When I read the title of the essay ‘Illuminating Multiplicity – Against the Unbearable Whiteness of Bioart’ by Heather Davis, Elaine Gan & Terike Haapoja I immediately thought it was a cri-du-coeur against the whiteness and cleanness of the wetlab and the compulsory wearing of white coats (ever-contrary, Oron Catts insists on wearing a black labcoat). However, this was a useful challenge to the ‘transhuman’ and posthuman’ positions taken by many here, the lab not only being a white space but one dominated by white people. They write “The human, despite its apparent neutrality, should never be taken for granted as a neutral or inclusive position. This results in the ways that whiteness continues to claim a privileged access to the ‘natural’ because of its supposed neutrality, its production as the standard of the biological and ideological human. The so-called ‘posthuman’ turn in theory and art practice that, while necessarily calling attention to the violent division of human and non-human worlds, also serves to occlude the ways in which this division is used to justify the violence against nonwhite bodies”. Diverse artists here include Tamara Pertamina with her Crispr Sperm Bank, and Mother The Verb with Ivy Monteiro and Javier Stell-Frésquez, Paul Vanouse with his Labor project (read Paul Vanouse’s interview about his project in Makery – editor’s note) and others.

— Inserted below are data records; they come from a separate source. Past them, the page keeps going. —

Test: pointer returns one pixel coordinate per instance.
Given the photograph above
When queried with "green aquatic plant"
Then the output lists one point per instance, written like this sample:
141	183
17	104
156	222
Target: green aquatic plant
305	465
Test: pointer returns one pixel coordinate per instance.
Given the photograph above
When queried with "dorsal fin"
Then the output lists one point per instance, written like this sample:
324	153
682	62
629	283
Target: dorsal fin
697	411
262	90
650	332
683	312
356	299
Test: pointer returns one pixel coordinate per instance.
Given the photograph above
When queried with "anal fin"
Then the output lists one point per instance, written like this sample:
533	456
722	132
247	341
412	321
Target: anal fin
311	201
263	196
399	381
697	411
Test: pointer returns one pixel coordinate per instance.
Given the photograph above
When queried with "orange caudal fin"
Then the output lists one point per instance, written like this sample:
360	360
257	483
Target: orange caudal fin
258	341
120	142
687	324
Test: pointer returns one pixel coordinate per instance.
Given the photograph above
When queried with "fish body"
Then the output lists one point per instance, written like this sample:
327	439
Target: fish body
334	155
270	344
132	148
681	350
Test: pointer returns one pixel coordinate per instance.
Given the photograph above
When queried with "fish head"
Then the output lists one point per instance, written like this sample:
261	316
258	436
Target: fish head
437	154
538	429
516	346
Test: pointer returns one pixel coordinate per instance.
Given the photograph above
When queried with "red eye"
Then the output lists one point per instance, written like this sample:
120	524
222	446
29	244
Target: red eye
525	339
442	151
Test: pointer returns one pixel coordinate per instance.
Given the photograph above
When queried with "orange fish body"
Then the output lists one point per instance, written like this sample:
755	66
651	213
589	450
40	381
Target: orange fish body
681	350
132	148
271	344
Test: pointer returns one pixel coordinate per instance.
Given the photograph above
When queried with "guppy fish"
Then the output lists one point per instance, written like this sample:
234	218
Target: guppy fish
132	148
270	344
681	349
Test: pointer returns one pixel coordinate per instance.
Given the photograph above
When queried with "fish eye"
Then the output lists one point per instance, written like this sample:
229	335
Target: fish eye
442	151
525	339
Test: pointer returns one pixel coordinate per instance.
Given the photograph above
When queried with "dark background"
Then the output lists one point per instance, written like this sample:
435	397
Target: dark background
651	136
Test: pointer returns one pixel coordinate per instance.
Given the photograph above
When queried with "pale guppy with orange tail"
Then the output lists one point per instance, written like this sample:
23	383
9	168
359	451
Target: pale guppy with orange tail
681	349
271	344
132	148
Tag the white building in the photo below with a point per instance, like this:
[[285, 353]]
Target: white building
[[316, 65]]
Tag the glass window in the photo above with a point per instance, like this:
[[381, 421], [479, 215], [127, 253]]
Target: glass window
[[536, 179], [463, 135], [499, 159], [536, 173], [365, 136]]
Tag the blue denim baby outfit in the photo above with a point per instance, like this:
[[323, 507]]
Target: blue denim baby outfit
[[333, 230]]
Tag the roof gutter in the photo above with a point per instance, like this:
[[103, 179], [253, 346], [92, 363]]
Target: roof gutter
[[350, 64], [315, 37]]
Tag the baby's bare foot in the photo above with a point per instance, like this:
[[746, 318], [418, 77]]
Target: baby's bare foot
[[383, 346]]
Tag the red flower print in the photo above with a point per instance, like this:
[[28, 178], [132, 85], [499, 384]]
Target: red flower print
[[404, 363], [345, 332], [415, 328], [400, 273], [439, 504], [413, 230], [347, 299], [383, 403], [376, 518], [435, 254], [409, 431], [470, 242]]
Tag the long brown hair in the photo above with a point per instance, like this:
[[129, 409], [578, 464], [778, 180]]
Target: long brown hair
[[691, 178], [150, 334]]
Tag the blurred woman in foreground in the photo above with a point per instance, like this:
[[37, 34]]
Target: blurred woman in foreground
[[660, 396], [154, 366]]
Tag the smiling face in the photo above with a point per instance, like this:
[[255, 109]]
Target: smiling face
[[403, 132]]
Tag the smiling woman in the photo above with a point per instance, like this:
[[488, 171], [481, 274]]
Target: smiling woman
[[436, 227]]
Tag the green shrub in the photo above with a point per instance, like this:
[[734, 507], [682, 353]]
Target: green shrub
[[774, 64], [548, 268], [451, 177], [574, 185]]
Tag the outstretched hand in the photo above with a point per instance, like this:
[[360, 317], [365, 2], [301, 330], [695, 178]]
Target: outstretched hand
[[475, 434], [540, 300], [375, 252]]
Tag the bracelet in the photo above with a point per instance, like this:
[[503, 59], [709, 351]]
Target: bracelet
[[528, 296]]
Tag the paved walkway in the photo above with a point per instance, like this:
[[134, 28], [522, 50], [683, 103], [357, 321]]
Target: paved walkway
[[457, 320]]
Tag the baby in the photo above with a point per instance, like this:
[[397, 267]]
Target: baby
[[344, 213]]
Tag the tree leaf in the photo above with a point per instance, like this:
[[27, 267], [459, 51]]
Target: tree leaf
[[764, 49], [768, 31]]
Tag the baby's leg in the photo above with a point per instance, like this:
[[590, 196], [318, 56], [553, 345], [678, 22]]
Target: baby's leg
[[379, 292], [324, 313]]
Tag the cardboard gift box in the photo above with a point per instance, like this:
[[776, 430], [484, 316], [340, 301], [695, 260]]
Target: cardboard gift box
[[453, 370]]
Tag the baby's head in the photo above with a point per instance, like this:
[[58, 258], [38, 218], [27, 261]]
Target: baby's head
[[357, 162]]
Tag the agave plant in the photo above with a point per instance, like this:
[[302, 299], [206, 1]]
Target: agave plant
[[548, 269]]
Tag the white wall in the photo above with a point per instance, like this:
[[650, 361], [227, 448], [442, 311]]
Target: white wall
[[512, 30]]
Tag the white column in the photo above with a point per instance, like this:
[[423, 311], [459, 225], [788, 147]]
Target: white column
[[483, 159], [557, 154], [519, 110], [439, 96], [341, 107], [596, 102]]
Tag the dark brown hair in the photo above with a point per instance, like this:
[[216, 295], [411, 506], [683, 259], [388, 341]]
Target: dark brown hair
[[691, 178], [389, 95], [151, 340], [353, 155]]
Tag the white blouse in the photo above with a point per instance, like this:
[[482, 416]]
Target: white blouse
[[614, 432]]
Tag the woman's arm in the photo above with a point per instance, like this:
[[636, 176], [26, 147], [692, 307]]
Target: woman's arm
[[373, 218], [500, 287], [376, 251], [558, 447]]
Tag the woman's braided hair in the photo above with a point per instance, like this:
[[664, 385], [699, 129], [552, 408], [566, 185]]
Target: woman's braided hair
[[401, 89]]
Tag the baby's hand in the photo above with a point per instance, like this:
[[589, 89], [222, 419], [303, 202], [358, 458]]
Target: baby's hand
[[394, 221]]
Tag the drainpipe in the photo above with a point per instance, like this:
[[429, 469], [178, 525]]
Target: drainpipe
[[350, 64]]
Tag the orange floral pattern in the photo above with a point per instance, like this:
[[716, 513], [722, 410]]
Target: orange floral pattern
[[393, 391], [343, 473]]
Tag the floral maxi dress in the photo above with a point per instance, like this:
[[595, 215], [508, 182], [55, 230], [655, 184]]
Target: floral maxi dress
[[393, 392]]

Perhaps the last word can go to Shruti Sunderraman, who took part in one of the recent Field Notes. In her endnote ’There is no Lost and Found department at the Kilpisjärvi Biological Station’. “I went looking for a lost thermos. I heard someone yell, “I can’t find my other sock!” We all found ourselves searching for belongings in a place that doesn’t have a Lost and Found department. …Befriend reindeers. Respect their need for distance. Be gentle to their caution. The mountain and the reindeer have outlived human conclusions. They do not have your lost charger. They have sensibilities to offer. Drop your apparatus. Let them test you now. If you have lost your compass at the Kilpisjärvi Biological Station, give up all will to find it. Some things ought to stay lost.”
As a curator I have followed the artistic and philosophical paths of many of the artists documented in ‘Art As We Don’t Know It’. It’s good to have them all in one place in this useful and dense volume.
‘Art As We Don’t Know It’ was edited by Erich Berger, Kasperi Mäki-Reinikka, Kira O’Reilly and Helena Sederholm.